Now, what is clear is that, for developing countries, both the economic and health costs of the epidemic will much higher than for rich countries. The curves will intersect at a higher level both because the economy is ill-suited to sustain a lockdown and because the health system is ill-suited to deal with an epidemic. The optimal lockdown policy trades off those two costs optimally, but the outcome is nevertheless dire. The drama we have seen in Europe and in the US may be dwarfed by what is about to happen in poorer countries affected by the epidemic.
Thus, my sixth and final conclusion is that it is generally ambiguous whether the optimal lockdown policy should be stricter in rich or in developing economies. But it is unambiguous that the latter will suffer more, economically and health-wise, with the pandemic.
The debate about the desirability of an economic lockdown to deal with the covid-19 pandemic is often dichotomic: have it or not. That is misleading. The optimal lockdown policy is very likely an intermediate one. For countries caught off guard with the current epidemic (with is most countries, except for some in Asia), a severe form of lockdown is optimal when the epidemic takes hold of the country. After an initial period, that policy should become more lenient, but should remain in place for as long as the epidemic poses a threat to the health system, although in increasingly milder forms. That is, a return to the 2019 level of economic freedom will probably take several months. The last restrictions to be lifted should be on the activities that cause little harm if performed remotely and those that would cause most harm by allowing a wider spread of the virus.

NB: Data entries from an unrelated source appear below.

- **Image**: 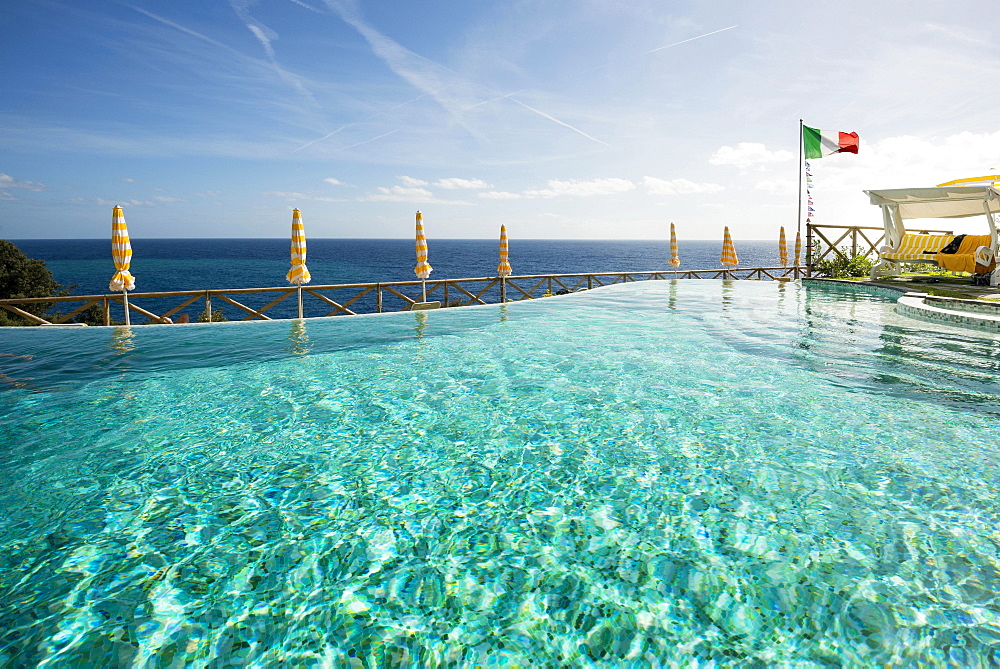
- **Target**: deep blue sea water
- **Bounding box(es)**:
[9,238,779,321]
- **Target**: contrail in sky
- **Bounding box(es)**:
[578,24,739,74]
[504,93,611,146]
[334,130,399,153]
[639,24,739,56]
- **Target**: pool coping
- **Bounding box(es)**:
[802,278,1000,333]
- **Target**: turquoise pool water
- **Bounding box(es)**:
[0,281,1000,667]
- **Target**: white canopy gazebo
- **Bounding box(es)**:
[865,186,1000,286]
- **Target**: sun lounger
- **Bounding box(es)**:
[879,233,995,274]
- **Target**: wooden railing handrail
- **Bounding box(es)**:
[0,265,808,325]
[0,265,804,304]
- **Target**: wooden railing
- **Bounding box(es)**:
[806,223,953,268]
[0,266,807,325]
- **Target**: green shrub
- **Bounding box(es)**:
[0,239,69,325]
[814,249,874,279]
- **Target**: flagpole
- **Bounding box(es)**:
[795,119,805,235]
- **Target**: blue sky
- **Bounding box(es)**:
[0,0,1000,239]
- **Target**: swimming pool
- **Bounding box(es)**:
[0,280,1000,667]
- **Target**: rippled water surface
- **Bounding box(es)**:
[0,280,1000,667]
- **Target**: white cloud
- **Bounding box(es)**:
[0,174,48,192]
[362,185,434,203]
[262,190,312,200]
[479,190,521,200]
[753,179,798,195]
[642,177,725,195]
[708,142,795,170]
[524,177,635,198]
[434,177,490,190]
[399,176,429,188]
[95,197,156,207]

Importantly, the level of the lockdown, its duration, and the underlying economic and health costs depend critically on the measures that improve the capacity of the health system to cope with the epidemic (testing, isolating the vulnerable, etc.) and the capacity of the economic system to navigate through a period of suspended economic activities without compromising its structure. Naturally, to provide precise answers to those questions we need a quantitative model, as in Atkeson (2020) or Eichenbaum et al. (2020), for example. Nevertheless, my qualitative conclusions may be useful as a guideline for future models and, more importantly, for current policymakers that need to make decisions before those models are fully developed.
Author’s note: I want to thank, without implicating, several colleagues for interesting, lively discussions on the topic and useful suggestions for this column.

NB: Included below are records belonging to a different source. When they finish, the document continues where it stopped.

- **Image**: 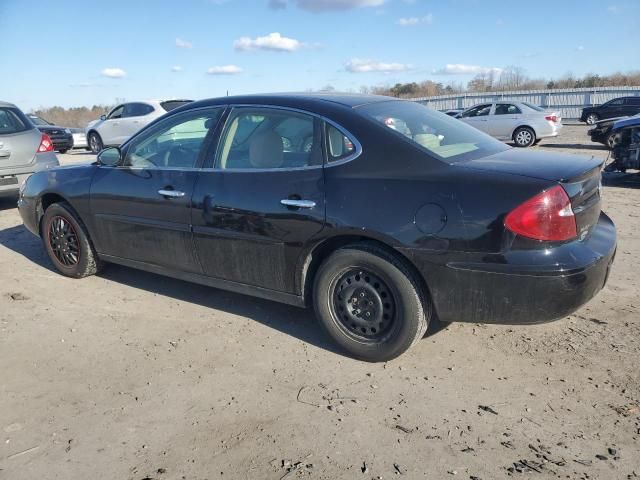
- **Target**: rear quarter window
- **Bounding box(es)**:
[0,107,32,135]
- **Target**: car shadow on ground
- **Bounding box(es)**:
[602,172,640,188]
[538,143,609,151]
[0,225,448,355]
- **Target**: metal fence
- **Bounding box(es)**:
[411,87,640,120]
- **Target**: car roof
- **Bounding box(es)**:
[190,93,400,108]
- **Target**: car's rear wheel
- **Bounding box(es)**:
[513,127,536,148]
[89,132,104,153]
[313,244,431,362]
[41,203,102,278]
[586,113,600,125]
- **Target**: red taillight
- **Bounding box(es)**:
[36,133,53,153]
[504,185,577,242]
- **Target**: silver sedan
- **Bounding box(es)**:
[456,101,562,147]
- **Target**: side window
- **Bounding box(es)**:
[107,105,124,120]
[123,103,153,117]
[0,108,27,135]
[216,108,323,169]
[495,103,522,115]
[327,124,356,162]
[124,108,222,168]
[462,103,491,118]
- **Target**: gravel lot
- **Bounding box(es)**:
[0,126,640,480]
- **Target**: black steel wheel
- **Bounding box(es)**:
[332,268,396,342]
[40,202,102,278]
[47,215,80,267]
[313,243,431,362]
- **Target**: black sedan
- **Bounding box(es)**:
[27,114,73,153]
[19,94,616,361]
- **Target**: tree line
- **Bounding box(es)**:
[358,66,640,98]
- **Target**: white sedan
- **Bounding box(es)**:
[456,101,562,147]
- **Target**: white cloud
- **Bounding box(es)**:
[296,0,386,13]
[101,67,127,78]
[345,58,412,73]
[233,32,304,52]
[269,0,287,10]
[176,38,193,48]
[207,65,242,75]
[396,13,433,27]
[433,63,502,75]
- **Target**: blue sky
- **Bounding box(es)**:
[0,0,640,109]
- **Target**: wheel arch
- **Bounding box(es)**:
[295,233,431,306]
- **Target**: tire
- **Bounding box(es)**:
[513,127,536,148]
[87,132,104,154]
[40,202,103,278]
[585,113,600,125]
[313,244,432,362]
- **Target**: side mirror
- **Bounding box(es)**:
[98,147,122,167]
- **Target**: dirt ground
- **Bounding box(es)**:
[0,126,640,480]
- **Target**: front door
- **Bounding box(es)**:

Atkeson, A (2020), “What will be the economic impact of COVID-19 in the US? Rough estimates of disease scenarios.” Mimeo.
Baldwin, R (2020), “The supply side matters: Guns versus butter, COVID-style”, VoxEU.org, 22 March.
Baldwin, R and B Weder di Mauro (2020a), “Introduction,” in Baldwin, R and B Weder di Mauro (eds.), Economics in the Time of COVID-19, a VoxEU.org eBook, CEPR Press.
Baldwin, R and B Weder di Mauro (eds) (2020b), Economics in the Time of COVID-19, a VoxEU.org eBook, CEPR Press.
Eichenbaum, M, S Rebelo and M Trabandt (2020), “The macroeconomics of epidemics.” Mimeo.
Hall, R and C Jones (2007). “The Value of Life and the Rise in Health Spending”, Quarterly Journal of Economics 122(1): 39-72.
1 A large literature calculates the statistical value of a life (e.g. Hall and Jones 2007).
2 Enforcement of a lockdown is also likely to decrease with its duration. This tends to lower both its economic costs and its health benefits, with an ambiguous effect on its optimal duration.
3 See the collection of articles in Baldwin and Weder di Mauro (2020b) for a variety of such proposals.
4 Here I am neglecting the possibility that a warmer climate may make the COVID-19 epidemic weaker, since that is yet unproved. If so, the MHB curve for developing countries with warmer temperatures would be lower, implying weaker lockdown policies and lower overall health and economic costs.